Take at look at self-assembling wires from HP:
These molecular-sized devices now exist because of a commitment made in 1994 by HP chief scientist Joel Birnbaum and HP co-founder David Packard to focus on nanometer-scale technologies.
"Let's change the rules of the game completely," says Stan Williams of the initial idea behind HP nano research. "We'll reinvent the entire world of how to make electronics. We want to get really small."
Progress in computing has been achieved by getting smaller, currently relying on minuscule chips built by a lithographic process of etching circuitry onto silicon wafers. This process must be perfectly exact for chips to function.
This exponential growth in chip functionality is closely tied to the exponential growth in the chip market, which has been approximately doubling every five years. This dramatic climb has fueled the fortunes of several major companies that either make or utilize chips, and has also been a significant factor in the growth in the gross national product of several nations. Thus, any factor that might slow or halt the exponential growth of chip functionality needs to be examined seriously.
Quantum mechanics dictates the limits to how small and accurate transistors can be (see sidebar). There are economic factors to chip production as well. Because smaller chips are more demanding to manufacture in order to function, it's getting exponentially more costly to make them.
The smallest features on commercially available silicon chips are now 250-nanometer wires. When the transistors themselves get as small as 25 nanometers, they will cease to function, having reached their quantum limits.
This challenge has driven the scientists at HP Labs to redefine current chip-manufacturing processes and has led to startling innovations in nanotechnology.
HP Labs, in partnership with a team of UCLA scientists, have been investigating completely new chip architectures that would be extremely inexpensive to manufacture. The scientists are also developing switching devices that use quantum phenomena in order to extend Moore's law to the nanometer scale.
HP Labs has recently discovered the way to fabricate a parallel array of wires, each of which is only 2 nanometers wide. The wires are made by a process of self-assembly, forming naturally during a chemical reaction between the elements, silicon and erbium.

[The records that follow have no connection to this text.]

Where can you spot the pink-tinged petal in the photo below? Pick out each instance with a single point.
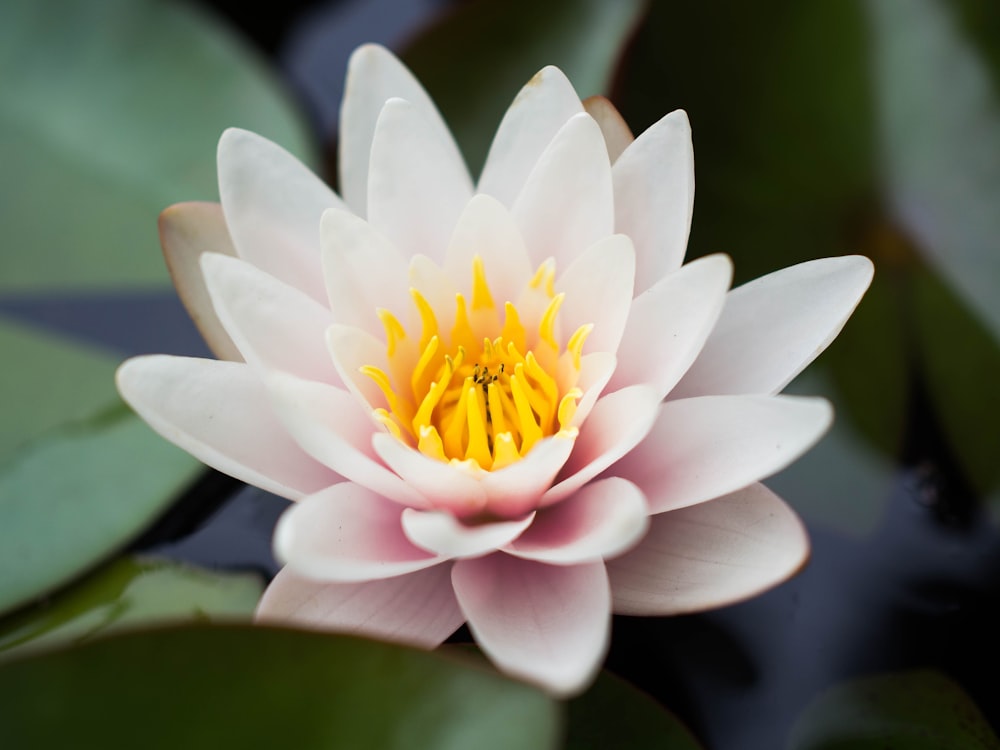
(347, 534)
(774, 326)
(440, 533)
(187, 230)
(704, 447)
(274, 325)
(710, 555)
(567, 203)
(654, 197)
(598, 286)
(453, 487)
(273, 204)
(602, 520)
(219, 413)
(332, 427)
(617, 134)
(417, 609)
(363, 272)
(547, 624)
(374, 76)
(486, 229)
(618, 422)
(417, 181)
(669, 323)
(518, 488)
(537, 113)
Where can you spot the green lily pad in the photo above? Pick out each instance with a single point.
(477, 58)
(229, 686)
(127, 593)
(920, 710)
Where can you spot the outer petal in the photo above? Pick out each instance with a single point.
(654, 196)
(710, 555)
(417, 609)
(273, 204)
(187, 230)
(274, 325)
(701, 448)
(417, 181)
(537, 113)
(774, 326)
(668, 324)
(218, 412)
(567, 203)
(544, 623)
(347, 533)
(617, 134)
(602, 520)
(374, 76)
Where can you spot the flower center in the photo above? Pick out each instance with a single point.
(490, 388)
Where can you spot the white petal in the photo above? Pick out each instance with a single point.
(332, 427)
(617, 134)
(704, 447)
(617, 424)
(537, 113)
(654, 196)
(774, 326)
(602, 520)
(567, 203)
(274, 325)
(374, 76)
(669, 322)
(710, 555)
(187, 230)
(546, 624)
(441, 533)
(219, 413)
(598, 286)
(417, 609)
(273, 205)
(363, 272)
(347, 533)
(417, 181)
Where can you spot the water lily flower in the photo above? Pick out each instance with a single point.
(506, 402)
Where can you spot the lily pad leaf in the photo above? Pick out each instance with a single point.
(242, 686)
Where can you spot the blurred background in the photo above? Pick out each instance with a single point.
(821, 128)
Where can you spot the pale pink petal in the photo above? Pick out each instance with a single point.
(617, 134)
(654, 197)
(774, 326)
(374, 76)
(417, 181)
(347, 533)
(273, 204)
(598, 286)
(442, 534)
(567, 203)
(710, 555)
(453, 487)
(187, 230)
(219, 413)
(417, 609)
(274, 325)
(332, 427)
(617, 424)
(537, 113)
(602, 520)
(547, 624)
(669, 322)
(363, 272)
(486, 229)
(704, 447)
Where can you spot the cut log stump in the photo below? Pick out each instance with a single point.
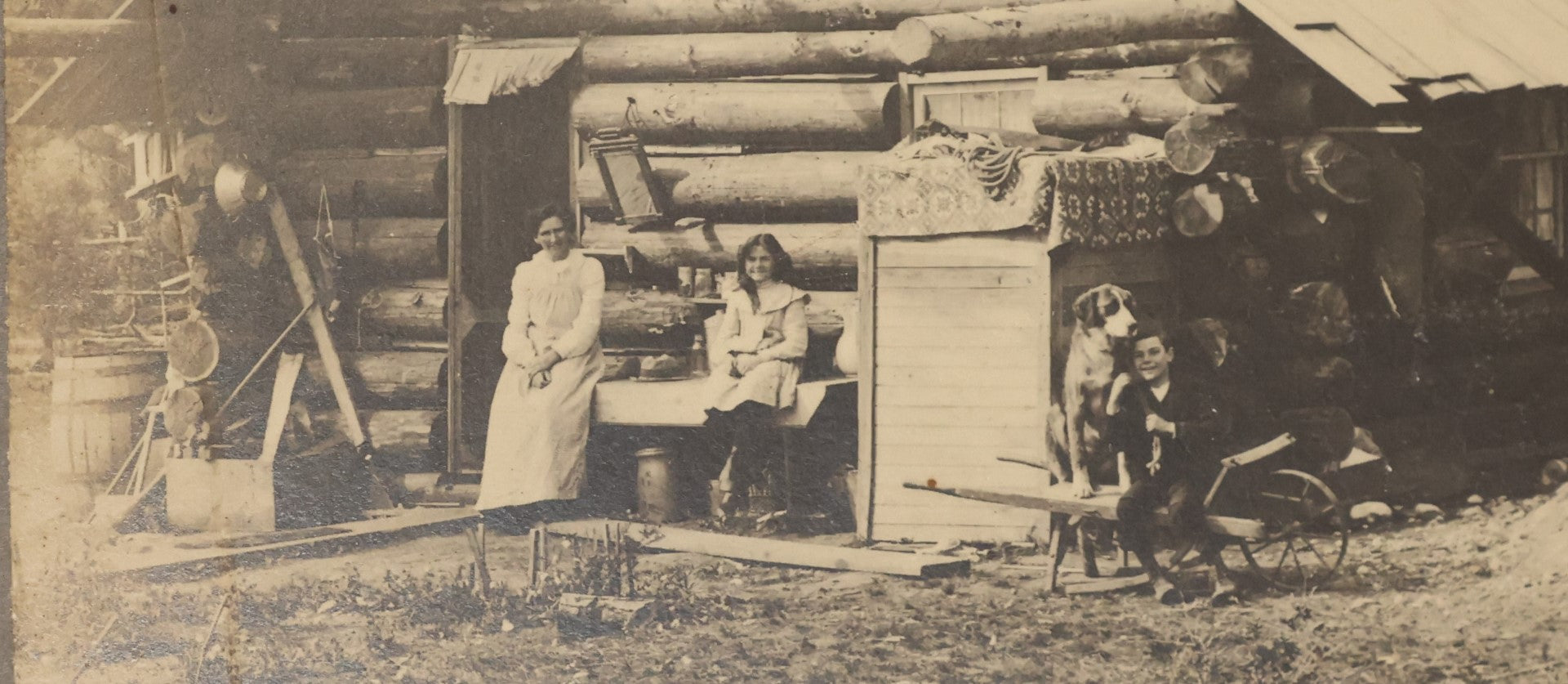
(1208, 143)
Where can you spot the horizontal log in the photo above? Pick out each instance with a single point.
(1129, 56)
(353, 63)
(1206, 143)
(825, 254)
(726, 56)
(1206, 208)
(1076, 107)
(1223, 74)
(782, 115)
(966, 37)
(569, 18)
(366, 182)
(1329, 170)
(383, 248)
(400, 433)
(1125, 56)
(402, 377)
(364, 118)
(41, 38)
(768, 187)
(408, 311)
(395, 378)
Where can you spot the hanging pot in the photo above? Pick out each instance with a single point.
(235, 186)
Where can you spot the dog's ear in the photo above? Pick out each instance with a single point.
(1087, 308)
(1126, 298)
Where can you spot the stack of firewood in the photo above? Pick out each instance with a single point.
(1276, 230)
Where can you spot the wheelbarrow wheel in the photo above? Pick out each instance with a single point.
(1308, 532)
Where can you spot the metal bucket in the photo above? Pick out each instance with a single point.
(656, 487)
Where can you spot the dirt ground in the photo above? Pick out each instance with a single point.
(1452, 598)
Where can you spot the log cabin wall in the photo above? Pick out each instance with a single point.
(761, 132)
(363, 138)
(787, 167)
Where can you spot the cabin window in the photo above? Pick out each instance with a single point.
(1537, 167)
(976, 99)
(153, 159)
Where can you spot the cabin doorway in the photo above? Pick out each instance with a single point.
(510, 157)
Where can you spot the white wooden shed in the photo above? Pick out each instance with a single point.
(964, 303)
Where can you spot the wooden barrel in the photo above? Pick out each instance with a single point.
(96, 410)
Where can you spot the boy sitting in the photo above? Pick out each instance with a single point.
(1174, 435)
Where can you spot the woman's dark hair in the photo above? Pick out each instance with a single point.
(552, 211)
(783, 266)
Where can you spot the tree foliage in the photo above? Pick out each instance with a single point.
(65, 189)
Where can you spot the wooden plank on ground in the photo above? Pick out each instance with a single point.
(1058, 499)
(1102, 586)
(957, 530)
(359, 530)
(770, 551)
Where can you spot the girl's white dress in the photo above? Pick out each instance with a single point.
(535, 448)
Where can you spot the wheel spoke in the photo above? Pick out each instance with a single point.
(1295, 556)
(1327, 566)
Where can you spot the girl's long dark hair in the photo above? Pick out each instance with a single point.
(783, 266)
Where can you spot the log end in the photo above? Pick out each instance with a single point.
(1198, 211)
(913, 41)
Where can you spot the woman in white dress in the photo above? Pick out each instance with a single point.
(538, 424)
(763, 346)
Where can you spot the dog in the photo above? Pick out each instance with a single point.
(1076, 449)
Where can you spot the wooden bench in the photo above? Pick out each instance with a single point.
(683, 402)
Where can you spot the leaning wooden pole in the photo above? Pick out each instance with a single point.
(289, 244)
(1068, 25)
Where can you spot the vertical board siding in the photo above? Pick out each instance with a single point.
(959, 361)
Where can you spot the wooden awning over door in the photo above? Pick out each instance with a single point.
(487, 69)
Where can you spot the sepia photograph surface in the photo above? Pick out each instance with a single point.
(886, 341)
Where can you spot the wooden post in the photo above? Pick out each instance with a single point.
(283, 396)
(289, 244)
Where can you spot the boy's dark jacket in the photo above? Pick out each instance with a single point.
(1203, 430)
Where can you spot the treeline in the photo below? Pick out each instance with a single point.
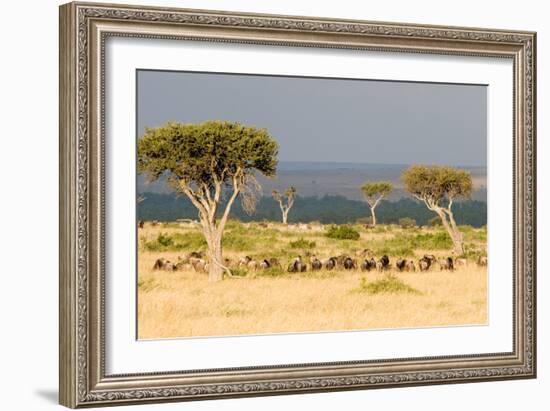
(327, 210)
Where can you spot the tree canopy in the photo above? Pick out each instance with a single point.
(376, 188)
(433, 185)
(436, 183)
(202, 161)
(206, 152)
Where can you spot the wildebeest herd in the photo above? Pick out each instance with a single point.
(363, 260)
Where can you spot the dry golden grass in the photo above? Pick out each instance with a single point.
(185, 304)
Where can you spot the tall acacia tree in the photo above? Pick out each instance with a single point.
(374, 192)
(211, 163)
(285, 201)
(438, 187)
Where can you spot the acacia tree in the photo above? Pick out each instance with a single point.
(289, 195)
(374, 192)
(211, 163)
(438, 187)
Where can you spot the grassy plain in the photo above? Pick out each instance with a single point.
(184, 304)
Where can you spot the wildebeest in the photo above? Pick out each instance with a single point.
(349, 263)
(368, 265)
(482, 261)
(385, 262)
(196, 254)
(297, 266)
(243, 261)
(329, 263)
(364, 253)
(159, 264)
(199, 265)
(163, 264)
(446, 264)
(274, 262)
(315, 263)
(400, 264)
(340, 260)
(426, 262)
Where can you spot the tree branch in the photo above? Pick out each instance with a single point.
(236, 190)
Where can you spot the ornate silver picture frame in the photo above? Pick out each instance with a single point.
(84, 30)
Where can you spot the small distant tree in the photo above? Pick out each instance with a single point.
(407, 222)
(286, 201)
(374, 192)
(438, 187)
(204, 162)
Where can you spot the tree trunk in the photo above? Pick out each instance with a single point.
(453, 231)
(215, 266)
(285, 216)
(373, 216)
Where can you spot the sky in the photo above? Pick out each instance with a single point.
(329, 120)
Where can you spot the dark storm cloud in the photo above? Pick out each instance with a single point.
(336, 120)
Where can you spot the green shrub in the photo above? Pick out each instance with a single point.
(239, 242)
(435, 222)
(407, 222)
(389, 284)
(271, 272)
(177, 242)
(474, 234)
(301, 243)
(364, 220)
(394, 250)
(239, 272)
(432, 241)
(342, 232)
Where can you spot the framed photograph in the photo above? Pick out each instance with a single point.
(259, 204)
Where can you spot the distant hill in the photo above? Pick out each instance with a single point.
(318, 179)
(327, 209)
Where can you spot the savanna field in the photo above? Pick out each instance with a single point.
(183, 303)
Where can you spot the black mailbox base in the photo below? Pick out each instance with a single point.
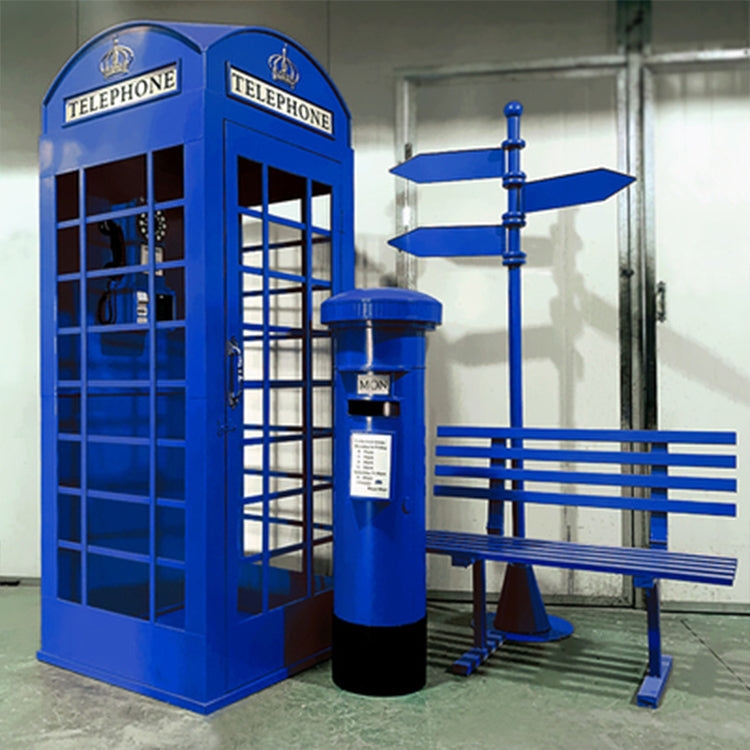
(376, 660)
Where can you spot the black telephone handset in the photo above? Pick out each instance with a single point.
(106, 310)
(113, 230)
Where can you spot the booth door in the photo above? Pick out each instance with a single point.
(280, 204)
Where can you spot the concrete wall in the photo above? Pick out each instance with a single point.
(571, 298)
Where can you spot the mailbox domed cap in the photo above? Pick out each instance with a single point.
(389, 304)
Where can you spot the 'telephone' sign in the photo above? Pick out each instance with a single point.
(253, 90)
(122, 94)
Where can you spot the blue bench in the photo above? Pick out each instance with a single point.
(641, 467)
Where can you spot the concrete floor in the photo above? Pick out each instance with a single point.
(577, 693)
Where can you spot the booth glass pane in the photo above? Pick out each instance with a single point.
(69, 575)
(285, 246)
(322, 567)
(286, 195)
(252, 410)
(251, 234)
(118, 585)
(172, 246)
(170, 473)
(286, 410)
(170, 414)
(69, 412)
(321, 206)
(118, 525)
(66, 195)
(69, 464)
(286, 579)
(118, 468)
(170, 596)
(170, 302)
(68, 304)
(321, 262)
(69, 357)
(68, 250)
(168, 171)
(250, 184)
(118, 355)
(116, 185)
(286, 309)
(250, 590)
(68, 517)
(252, 543)
(115, 413)
(170, 354)
(170, 533)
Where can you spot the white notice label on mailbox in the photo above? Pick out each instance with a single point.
(370, 465)
(373, 384)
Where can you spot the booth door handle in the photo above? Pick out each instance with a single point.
(234, 355)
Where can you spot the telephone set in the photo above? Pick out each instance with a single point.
(125, 297)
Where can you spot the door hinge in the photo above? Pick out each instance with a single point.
(661, 302)
(223, 429)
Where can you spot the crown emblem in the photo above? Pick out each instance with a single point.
(117, 60)
(283, 69)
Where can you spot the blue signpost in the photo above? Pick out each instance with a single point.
(521, 614)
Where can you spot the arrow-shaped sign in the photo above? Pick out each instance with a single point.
(447, 166)
(430, 242)
(573, 189)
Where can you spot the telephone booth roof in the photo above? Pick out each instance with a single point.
(156, 81)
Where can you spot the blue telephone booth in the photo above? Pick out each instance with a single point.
(196, 210)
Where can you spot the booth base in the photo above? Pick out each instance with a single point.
(376, 660)
(180, 700)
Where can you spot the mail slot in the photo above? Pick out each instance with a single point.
(379, 622)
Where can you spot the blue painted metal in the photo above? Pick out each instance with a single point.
(573, 189)
(449, 166)
(434, 242)
(646, 566)
(498, 451)
(587, 435)
(657, 480)
(588, 501)
(635, 561)
(486, 639)
(142, 454)
(379, 491)
(659, 665)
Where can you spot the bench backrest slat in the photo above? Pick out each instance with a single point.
(604, 436)
(628, 458)
(651, 481)
(590, 501)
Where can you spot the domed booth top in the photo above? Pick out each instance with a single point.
(387, 304)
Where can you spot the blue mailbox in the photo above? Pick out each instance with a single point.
(196, 210)
(379, 623)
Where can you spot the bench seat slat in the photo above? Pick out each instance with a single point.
(611, 436)
(629, 458)
(653, 481)
(566, 551)
(620, 560)
(619, 502)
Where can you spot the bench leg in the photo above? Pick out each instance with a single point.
(486, 641)
(659, 666)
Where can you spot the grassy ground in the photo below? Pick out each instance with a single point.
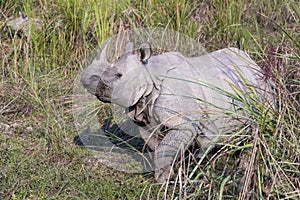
(39, 159)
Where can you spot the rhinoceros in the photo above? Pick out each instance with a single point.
(176, 100)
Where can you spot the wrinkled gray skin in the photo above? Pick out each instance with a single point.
(156, 94)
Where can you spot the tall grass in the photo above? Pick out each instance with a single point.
(38, 67)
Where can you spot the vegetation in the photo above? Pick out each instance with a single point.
(39, 158)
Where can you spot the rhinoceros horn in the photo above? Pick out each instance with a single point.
(89, 78)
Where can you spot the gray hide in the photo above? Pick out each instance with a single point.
(174, 99)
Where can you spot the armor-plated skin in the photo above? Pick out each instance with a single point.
(185, 98)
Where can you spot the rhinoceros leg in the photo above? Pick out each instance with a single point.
(151, 140)
(168, 150)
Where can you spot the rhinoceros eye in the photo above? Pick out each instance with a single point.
(118, 75)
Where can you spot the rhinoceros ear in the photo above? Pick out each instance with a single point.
(144, 52)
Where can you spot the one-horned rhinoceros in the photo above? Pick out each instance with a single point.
(176, 100)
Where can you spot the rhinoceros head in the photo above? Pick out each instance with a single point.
(123, 82)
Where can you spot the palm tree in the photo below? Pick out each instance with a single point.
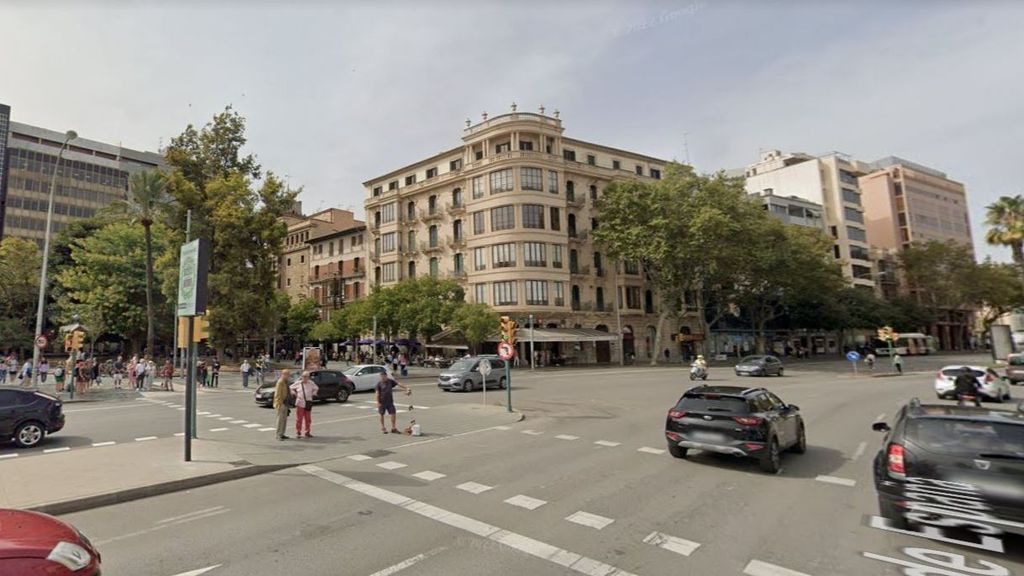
(1006, 220)
(146, 199)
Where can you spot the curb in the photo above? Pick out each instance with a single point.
(100, 500)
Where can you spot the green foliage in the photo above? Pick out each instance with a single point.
(476, 322)
(19, 265)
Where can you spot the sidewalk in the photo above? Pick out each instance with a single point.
(81, 480)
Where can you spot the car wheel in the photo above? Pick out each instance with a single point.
(677, 451)
(801, 445)
(29, 434)
(771, 462)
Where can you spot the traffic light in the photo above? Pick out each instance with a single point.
(509, 329)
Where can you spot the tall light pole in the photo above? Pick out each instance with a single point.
(36, 351)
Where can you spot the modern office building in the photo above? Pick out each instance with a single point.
(832, 181)
(508, 212)
(91, 175)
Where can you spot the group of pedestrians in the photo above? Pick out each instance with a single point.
(302, 393)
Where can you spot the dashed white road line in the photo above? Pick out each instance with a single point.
(537, 548)
(472, 487)
(758, 568)
(837, 480)
(589, 520)
(525, 502)
(671, 543)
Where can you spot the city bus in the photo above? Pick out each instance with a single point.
(911, 343)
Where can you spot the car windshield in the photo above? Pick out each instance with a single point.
(713, 403)
(966, 438)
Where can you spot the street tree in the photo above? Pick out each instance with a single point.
(476, 322)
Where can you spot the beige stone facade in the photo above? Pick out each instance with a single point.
(508, 213)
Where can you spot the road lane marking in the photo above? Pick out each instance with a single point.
(471, 487)
(537, 548)
(390, 465)
(407, 563)
(836, 480)
(671, 543)
(758, 568)
(525, 502)
(589, 520)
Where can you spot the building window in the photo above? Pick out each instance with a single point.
(478, 188)
(502, 217)
(505, 293)
(503, 255)
(535, 254)
(501, 180)
(532, 215)
(537, 292)
(478, 259)
(531, 178)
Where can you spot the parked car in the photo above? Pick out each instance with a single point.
(332, 384)
(38, 544)
(27, 416)
(465, 374)
(759, 366)
(1015, 368)
(951, 451)
(991, 385)
(366, 376)
(744, 422)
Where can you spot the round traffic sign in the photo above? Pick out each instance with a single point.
(506, 351)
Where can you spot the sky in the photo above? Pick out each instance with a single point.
(337, 93)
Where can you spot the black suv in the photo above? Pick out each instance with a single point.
(745, 422)
(935, 456)
(27, 416)
(331, 385)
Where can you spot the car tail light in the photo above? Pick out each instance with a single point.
(748, 420)
(897, 466)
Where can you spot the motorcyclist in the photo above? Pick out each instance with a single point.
(966, 385)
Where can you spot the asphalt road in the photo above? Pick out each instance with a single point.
(583, 486)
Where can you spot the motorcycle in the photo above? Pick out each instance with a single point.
(697, 372)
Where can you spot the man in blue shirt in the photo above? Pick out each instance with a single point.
(385, 400)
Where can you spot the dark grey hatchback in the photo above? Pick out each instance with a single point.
(744, 422)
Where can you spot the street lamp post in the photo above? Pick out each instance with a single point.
(36, 351)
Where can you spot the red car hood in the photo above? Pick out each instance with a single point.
(25, 534)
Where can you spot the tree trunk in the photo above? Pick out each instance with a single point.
(150, 327)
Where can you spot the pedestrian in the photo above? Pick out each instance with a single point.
(168, 374)
(245, 368)
(281, 404)
(898, 363)
(385, 400)
(304, 391)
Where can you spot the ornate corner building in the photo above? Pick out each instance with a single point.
(508, 213)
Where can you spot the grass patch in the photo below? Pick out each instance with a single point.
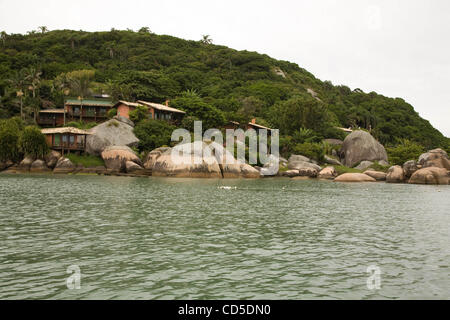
(85, 160)
(343, 169)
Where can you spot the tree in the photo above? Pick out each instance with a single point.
(153, 134)
(144, 30)
(9, 139)
(32, 142)
(195, 106)
(138, 114)
(206, 39)
(80, 84)
(19, 81)
(43, 29)
(3, 36)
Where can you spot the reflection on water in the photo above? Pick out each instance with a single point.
(150, 238)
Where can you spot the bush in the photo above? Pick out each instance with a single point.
(85, 160)
(153, 134)
(406, 150)
(139, 114)
(9, 139)
(111, 113)
(311, 150)
(32, 142)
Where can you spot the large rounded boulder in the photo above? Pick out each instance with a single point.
(64, 165)
(430, 175)
(51, 159)
(115, 132)
(361, 146)
(151, 157)
(434, 158)
(39, 166)
(354, 177)
(395, 174)
(201, 160)
(116, 157)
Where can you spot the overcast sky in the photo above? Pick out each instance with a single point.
(396, 48)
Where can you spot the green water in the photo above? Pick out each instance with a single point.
(150, 238)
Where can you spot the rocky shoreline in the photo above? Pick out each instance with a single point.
(360, 152)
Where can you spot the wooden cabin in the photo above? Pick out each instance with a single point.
(156, 111)
(66, 139)
(51, 117)
(251, 125)
(87, 110)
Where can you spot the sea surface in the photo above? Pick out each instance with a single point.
(168, 238)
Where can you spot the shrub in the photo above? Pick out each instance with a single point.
(311, 150)
(139, 114)
(9, 139)
(153, 134)
(111, 113)
(85, 160)
(406, 150)
(32, 142)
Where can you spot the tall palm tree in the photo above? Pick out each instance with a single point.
(206, 39)
(3, 36)
(80, 84)
(18, 82)
(43, 29)
(33, 76)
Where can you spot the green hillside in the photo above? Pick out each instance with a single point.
(210, 81)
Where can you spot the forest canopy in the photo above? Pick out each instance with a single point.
(211, 82)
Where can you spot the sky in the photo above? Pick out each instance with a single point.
(398, 48)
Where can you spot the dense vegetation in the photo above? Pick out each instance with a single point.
(18, 140)
(213, 83)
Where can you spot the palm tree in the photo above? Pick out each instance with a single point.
(3, 36)
(18, 82)
(206, 39)
(43, 29)
(33, 76)
(80, 83)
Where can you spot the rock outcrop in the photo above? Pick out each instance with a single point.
(377, 175)
(395, 174)
(359, 146)
(115, 132)
(25, 164)
(364, 165)
(290, 173)
(201, 160)
(434, 158)
(295, 163)
(354, 177)
(151, 157)
(133, 167)
(332, 160)
(430, 175)
(409, 167)
(327, 173)
(39, 166)
(116, 157)
(51, 159)
(64, 165)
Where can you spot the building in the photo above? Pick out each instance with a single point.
(51, 117)
(156, 111)
(86, 110)
(66, 139)
(251, 125)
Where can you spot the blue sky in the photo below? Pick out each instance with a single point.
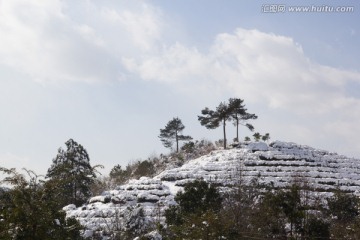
(110, 74)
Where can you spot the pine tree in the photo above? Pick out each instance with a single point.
(240, 116)
(172, 133)
(29, 210)
(257, 136)
(234, 110)
(212, 119)
(72, 169)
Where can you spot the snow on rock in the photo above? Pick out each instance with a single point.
(257, 146)
(278, 164)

With the parallel development of a working molecular switch, HP and UCLA are on the road to creating a computer based on nano resources.
"This computer of the future would supply much more computing power than current workstations and could easily fit inside of a wristwatch or other wearable appliance," predicts Williams.
It would also have an astounding impact on our lives; a self-assembling, defect-tolerant machine that would be inexpensive to manufacture and thousands (perhaps even millions) of times more energy-efficient than today's computers.